Early Exhibitions, 1908-1912
After a year of exhibiting American and European photographs at 291, Stieglitz and Steichen believed they needed an invigorating influx of new ideas. Steichen, at the time, was living in Paris and had befriended many artists. Acting as Stieglitz’s European agent, he sent over exhibitions of such artists as Henri Matisse, Paul Cézanne, Pablo Picasso, and Auguste Rodin, whose drawing Hell was exhibited at 291 in 1910. Many of these early exhibitions, frequently the first presentations of these artists‘ works in this country, included innovative ways of portraying the human form that often shocked 291’s audience with frank depictions of sensuality and challenges to conventional notions of beauty. Stieglitz’s aim, however, was not to sensationalize, but to instruct artists and the American public about the fundamentals of the new art and to provoke serious discussion.

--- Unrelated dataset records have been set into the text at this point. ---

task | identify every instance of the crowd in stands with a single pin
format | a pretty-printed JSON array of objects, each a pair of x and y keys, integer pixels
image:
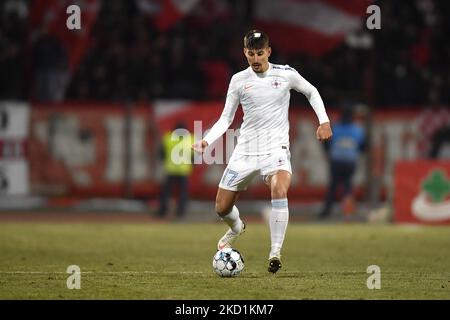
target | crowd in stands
[{"x": 130, "y": 59}]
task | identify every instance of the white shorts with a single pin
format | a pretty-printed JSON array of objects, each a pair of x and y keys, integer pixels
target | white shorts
[{"x": 242, "y": 168}]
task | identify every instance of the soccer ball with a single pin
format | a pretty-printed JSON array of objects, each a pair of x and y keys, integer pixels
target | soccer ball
[{"x": 228, "y": 262}]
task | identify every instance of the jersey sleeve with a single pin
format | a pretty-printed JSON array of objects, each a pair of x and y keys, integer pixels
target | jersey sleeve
[
  {"x": 227, "y": 116},
  {"x": 300, "y": 84}
]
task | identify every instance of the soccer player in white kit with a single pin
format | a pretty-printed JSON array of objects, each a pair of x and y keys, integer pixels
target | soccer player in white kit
[{"x": 263, "y": 90}]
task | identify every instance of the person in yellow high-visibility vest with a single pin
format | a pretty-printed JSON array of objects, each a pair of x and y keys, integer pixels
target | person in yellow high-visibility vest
[{"x": 177, "y": 157}]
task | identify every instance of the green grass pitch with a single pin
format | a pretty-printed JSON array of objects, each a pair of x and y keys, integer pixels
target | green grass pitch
[{"x": 173, "y": 261}]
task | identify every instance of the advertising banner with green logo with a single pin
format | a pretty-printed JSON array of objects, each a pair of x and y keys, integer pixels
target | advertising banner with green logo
[{"x": 422, "y": 192}]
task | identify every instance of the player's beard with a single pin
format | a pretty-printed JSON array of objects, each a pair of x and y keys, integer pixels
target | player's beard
[{"x": 257, "y": 67}]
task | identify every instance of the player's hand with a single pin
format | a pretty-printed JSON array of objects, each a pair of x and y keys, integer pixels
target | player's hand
[
  {"x": 200, "y": 146},
  {"x": 324, "y": 132}
]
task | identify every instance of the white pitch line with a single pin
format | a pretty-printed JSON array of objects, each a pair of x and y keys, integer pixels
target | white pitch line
[{"x": 101, "y": 272}]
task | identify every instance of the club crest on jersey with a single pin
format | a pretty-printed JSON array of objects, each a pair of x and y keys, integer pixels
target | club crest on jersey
[{"x": 276, "y": 83}]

Responding to the Armory Show, 1913
In 1913, stimulated in part by the groundbreaking exhibitions held at 291 in the previous five years, the Association of American Painters and Sculptors hosted a large exhibition of modern European and American art at the Sixty-Ninth Regiment Armory in New York, including work by some of the most innovative artists of the period, many of whom Stieglitz had exhibited earlier. Before, during, and after the Armory Show, Stieglitz organized a series of tightly focused exhibitions at 291: first, he showed watercolors by the American artist John Marin, then his own photographs, followed by the work of the French modernist Francis Picabia. Each exhibition included studies of New York City, and thus over the course of three months visitors to 291 were able to contrast how European and American artists responded to the city. In what he called a „diabolical test,“ Stieglitz timed the exhibition of his photographs to coincide with the Armory Show to see if his own art withstood comparison to the latest developments of modern painting.

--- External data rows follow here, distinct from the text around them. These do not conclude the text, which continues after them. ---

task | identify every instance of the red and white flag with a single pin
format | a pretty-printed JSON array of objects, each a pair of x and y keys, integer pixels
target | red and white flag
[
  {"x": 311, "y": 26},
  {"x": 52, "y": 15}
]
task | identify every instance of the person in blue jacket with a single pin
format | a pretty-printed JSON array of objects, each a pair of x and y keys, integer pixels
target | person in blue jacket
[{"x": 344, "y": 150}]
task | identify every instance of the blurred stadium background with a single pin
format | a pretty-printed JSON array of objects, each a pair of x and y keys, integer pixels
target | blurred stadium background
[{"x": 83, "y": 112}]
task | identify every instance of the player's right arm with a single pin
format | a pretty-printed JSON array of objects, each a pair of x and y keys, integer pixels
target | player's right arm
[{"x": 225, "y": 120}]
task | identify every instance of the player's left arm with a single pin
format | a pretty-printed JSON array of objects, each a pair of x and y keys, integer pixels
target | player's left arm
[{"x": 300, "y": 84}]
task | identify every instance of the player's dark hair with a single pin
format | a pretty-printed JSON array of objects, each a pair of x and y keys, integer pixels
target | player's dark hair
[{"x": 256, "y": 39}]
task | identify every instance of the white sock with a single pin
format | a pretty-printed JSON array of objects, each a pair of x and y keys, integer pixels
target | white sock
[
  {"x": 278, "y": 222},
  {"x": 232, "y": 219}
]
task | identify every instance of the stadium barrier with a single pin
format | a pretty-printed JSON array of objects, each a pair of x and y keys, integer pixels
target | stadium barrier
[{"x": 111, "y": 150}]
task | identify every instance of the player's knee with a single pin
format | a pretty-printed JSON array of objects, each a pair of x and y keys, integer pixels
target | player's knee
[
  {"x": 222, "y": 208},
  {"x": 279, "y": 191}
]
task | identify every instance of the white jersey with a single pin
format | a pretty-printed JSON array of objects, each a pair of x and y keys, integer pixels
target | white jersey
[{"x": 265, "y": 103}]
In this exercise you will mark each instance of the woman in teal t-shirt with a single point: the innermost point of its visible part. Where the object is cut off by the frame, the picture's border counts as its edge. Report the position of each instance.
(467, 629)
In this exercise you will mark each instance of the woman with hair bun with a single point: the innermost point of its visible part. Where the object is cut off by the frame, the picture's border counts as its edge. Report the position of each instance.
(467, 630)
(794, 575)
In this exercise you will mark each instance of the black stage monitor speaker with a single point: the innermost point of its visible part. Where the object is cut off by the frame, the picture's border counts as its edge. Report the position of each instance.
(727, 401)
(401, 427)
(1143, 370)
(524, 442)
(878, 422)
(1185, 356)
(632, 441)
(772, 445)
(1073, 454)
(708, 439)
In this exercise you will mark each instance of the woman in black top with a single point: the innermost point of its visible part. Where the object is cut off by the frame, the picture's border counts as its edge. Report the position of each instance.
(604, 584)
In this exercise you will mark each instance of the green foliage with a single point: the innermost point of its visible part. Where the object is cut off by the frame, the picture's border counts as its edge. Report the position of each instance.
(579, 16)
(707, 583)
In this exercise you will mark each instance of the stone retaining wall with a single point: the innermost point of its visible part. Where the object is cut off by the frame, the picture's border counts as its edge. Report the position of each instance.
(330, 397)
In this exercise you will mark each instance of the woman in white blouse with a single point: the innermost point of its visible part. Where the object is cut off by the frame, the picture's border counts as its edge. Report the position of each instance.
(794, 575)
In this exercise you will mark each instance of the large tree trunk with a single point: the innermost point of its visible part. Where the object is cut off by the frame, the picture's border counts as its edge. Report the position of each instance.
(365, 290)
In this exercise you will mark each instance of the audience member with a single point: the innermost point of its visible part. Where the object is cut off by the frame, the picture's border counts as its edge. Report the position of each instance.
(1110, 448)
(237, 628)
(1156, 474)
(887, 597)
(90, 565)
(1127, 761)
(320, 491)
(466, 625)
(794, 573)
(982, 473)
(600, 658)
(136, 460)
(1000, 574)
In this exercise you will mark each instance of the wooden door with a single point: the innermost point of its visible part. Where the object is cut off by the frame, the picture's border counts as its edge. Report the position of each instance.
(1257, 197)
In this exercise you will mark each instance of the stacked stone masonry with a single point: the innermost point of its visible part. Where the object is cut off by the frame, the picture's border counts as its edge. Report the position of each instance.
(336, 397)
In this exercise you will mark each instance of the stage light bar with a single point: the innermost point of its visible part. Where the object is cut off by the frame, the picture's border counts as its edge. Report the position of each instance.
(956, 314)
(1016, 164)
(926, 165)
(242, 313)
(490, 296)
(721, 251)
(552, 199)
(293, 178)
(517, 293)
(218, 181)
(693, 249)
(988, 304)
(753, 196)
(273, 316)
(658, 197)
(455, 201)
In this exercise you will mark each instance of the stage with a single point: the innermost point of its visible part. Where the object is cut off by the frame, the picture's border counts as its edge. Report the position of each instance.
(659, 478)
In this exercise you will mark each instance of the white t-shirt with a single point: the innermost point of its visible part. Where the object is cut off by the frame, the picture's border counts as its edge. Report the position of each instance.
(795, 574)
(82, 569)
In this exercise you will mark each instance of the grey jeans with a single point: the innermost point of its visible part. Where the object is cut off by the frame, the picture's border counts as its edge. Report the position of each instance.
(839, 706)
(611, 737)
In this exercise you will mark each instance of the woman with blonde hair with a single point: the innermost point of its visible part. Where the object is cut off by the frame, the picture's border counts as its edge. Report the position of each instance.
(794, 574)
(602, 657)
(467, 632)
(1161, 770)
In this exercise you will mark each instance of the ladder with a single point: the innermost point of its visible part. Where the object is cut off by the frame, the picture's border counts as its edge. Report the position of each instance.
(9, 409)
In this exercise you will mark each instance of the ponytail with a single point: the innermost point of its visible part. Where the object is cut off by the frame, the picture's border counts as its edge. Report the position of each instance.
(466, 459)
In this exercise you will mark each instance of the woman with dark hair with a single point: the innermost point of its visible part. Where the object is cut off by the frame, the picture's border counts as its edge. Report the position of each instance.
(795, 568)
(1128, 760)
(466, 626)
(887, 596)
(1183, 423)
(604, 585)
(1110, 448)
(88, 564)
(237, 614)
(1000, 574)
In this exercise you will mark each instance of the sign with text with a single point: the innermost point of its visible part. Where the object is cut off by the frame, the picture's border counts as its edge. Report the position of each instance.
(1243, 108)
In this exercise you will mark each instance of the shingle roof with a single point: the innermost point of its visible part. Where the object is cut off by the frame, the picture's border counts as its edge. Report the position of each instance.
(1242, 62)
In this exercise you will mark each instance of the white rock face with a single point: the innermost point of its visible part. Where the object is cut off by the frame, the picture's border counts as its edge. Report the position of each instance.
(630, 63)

New Experiments, 1914-1917
In the wake of the Armory Show several other New York galleries began to exhibit modern European art. Unwilling to be one among many, Stieglitz altered 291’s course and, aided by Steichen and the Mexican caricaturist Marius de Zayas, began to exhibit more experimental art, such as that of Constantin Brancusi in 1914. Later that year, with the help of de Zayas, Stieglitz mounted what he claimed to be the first exhibition anywhere to present African sculpture as fine art rather than ethnography. Inspired by their spiritual and expressive qualities, Stieglitz exhibited sculpture from central and west Africa. In 1915 he installed works by Picasso and Georges Braque together with a reliquary figure from the Kota people of Gabon and a wasp’s nest. In this way, he sought to stimulate debate about the relationships between art and nature, Western and African art, and intellectual and supposedly naïve art.

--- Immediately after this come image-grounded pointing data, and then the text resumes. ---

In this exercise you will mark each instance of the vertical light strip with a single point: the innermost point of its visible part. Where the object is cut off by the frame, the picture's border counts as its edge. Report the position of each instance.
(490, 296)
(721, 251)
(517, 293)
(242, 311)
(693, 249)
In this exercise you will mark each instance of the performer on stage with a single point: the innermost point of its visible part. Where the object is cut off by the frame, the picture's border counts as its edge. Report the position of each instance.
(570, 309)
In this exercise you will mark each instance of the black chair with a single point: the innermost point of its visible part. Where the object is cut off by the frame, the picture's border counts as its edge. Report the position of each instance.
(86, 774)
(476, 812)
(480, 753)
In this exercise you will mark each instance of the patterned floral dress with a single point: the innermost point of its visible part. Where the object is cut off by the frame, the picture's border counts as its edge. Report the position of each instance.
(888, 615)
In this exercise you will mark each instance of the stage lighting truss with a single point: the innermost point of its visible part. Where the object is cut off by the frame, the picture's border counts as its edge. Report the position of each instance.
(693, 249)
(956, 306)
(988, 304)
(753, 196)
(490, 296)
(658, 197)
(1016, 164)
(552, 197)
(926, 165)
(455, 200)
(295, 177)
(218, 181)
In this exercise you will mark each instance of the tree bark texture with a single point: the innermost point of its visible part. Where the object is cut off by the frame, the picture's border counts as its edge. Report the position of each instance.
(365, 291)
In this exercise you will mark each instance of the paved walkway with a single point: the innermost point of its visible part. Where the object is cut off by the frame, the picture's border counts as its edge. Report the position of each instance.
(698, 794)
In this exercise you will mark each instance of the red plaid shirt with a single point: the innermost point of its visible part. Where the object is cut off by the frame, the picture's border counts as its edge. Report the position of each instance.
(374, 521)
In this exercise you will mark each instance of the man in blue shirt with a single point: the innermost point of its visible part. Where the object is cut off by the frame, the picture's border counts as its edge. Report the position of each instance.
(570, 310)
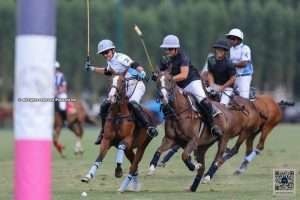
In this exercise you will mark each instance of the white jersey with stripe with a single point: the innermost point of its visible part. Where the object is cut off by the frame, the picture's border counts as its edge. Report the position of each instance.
(240, 53)
(119, 63)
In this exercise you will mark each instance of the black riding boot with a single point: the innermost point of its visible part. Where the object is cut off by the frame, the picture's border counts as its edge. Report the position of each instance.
(139, 114)
(208, 112)
(103, 114)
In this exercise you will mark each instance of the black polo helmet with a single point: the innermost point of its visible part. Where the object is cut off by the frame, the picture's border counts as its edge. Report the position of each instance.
(222, 43)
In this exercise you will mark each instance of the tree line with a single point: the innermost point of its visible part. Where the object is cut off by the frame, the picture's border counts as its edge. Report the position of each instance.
(270, 27)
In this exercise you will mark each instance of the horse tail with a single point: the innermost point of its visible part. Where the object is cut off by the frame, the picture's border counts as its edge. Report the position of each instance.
(153, 108)
(283, 103)
(89, 120)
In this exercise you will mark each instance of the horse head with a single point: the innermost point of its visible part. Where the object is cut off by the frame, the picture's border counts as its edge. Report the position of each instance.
(117, 91)
(166, 86)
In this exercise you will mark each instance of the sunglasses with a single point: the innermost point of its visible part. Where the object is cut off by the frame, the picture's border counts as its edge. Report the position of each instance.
(169, 49)
(233, 38)
(105, 52)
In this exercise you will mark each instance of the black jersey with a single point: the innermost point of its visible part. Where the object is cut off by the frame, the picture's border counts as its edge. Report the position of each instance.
(222, 70)
(175, 63)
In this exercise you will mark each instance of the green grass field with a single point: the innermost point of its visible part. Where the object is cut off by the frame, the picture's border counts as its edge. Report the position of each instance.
(281, 151)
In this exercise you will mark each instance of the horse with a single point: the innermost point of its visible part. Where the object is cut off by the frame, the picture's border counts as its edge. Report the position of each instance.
(76, 116)
(185, 127)
(123, 131)
(270, 114)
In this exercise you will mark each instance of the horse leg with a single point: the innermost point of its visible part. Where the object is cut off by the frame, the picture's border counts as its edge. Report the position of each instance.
(218, 161)
(57, 129)
(186, 155)
(249, 147)
(200, 158)
(130, 156)
(76, 127)
(235, 149)
(266, 130)
(168, 156)
(167, 143)
(105, 145)
(133, 170)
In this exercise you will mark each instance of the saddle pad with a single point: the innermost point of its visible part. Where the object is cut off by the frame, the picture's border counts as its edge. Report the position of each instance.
(71, 108)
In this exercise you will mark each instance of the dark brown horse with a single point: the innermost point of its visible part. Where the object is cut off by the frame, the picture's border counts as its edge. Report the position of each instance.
(76, 116)
(270, 115)
(121, 130)
(183, 126)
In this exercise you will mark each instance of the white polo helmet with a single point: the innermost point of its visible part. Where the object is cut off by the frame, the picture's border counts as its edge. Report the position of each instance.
(104, 45)
(236, 32)
(170, 41)
(57, 65)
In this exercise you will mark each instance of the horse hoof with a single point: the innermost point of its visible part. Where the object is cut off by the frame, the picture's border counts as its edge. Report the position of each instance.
(151, 170)
(134, 187)
(206, 180)
(85, 179)
(188, 189)
(121, 190)
(197, 166)
(118, 172)
(237, 172)
(78, 153)
(161, 164)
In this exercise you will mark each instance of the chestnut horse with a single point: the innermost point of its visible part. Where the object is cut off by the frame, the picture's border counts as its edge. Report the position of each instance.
(270, 114)
(121, 130)
(183, 126)
(76, 116)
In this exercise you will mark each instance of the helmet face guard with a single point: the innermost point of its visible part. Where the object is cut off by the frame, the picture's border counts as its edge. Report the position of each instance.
(170, 41)
(236, 33)
(105, 45)
(57, 65)
(222, 44)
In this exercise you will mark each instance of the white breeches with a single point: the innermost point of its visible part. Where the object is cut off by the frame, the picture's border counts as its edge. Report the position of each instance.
(226, 94)
(62, 104)
(196, 88)
(135, 90)
(243, 85)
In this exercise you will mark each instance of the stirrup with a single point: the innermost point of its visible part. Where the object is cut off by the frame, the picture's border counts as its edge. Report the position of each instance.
(151, 131)
(216, 131)
(99, 138)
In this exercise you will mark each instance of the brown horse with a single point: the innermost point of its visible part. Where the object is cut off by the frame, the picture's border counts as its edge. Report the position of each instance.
(184, 127)
(76, 116)
(270, 115)
(121, 130)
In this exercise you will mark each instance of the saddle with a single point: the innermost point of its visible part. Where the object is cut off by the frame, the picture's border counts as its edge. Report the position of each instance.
(193, 103)
(252, 93)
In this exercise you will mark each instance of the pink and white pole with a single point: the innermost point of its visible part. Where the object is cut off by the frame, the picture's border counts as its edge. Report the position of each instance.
(34, 82)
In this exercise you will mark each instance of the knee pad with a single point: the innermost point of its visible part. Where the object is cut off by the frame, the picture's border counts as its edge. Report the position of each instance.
(121, 146)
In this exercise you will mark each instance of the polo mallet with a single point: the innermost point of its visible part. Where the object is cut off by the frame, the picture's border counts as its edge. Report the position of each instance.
(88, 30)
(140, 34)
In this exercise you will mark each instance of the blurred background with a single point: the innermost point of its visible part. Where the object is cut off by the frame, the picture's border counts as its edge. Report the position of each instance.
(271, 29)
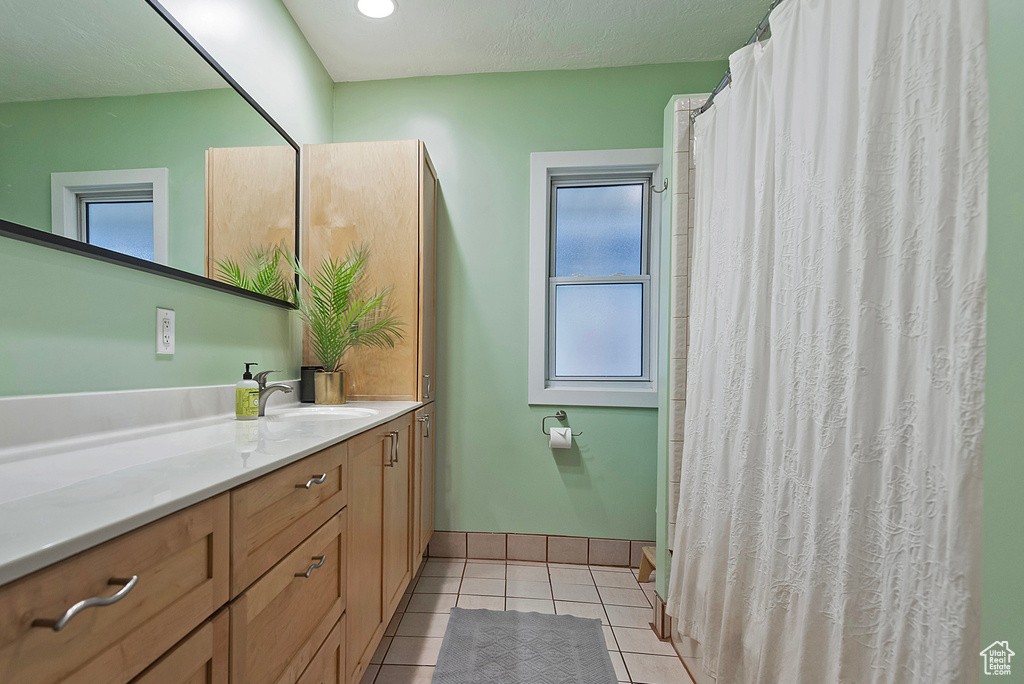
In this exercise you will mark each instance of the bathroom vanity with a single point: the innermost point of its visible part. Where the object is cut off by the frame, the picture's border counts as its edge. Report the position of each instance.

During World War I, 291 became a haven for European artists. To express the new spirit they brought to the gallery, Stieglitz, de Zayas, and Picabia, along with Paul Haviland, a supporter of 291, and Agnes Ernst Meyer, a former critic, launched a new publication named for the gallery. Many articles in 291 applauded America as the most modern nation in the world, but writers also challenged readers to recognize and embrace the central role that the machine played in their life. In 1917 the French dada artist Marcel Duchamp carried this idea a step further when he declared that a machine-made object, a urinal he titled Fountain, was a work of art. Stieglitz concurred with Duchamp, and after Fountain was rejected from another exhibition, he showed it at 291.
Younger American Artists, 1916-1917
Although modern art received greater attention after the Armory Show, few New York galleries showed American works. Deeply committed to American artists, Stieglitz made them the focus of his activities after 1915. In 1916 and 1917 he presented a series of exhibitions of the painters Marsden Hartley and Georgia O’Keeffe, and the photographer Paul Strand, that summarized the dramatic changes that had occurred in American art in the past decade. Each artist had integrated the latest developments in modern European art with their own experience and constructed a powerful new vocabulary of form and color. Despite these innovative exhibitions, Stieglitz was forced to close 291 in June 1917. For more than twelve years he had supported the gallery with his own or his first wife’s personal income, yet mounting financial difficulties, caused in large part by the United States‘ entry into World War I, made it impossible for him to continue to do so.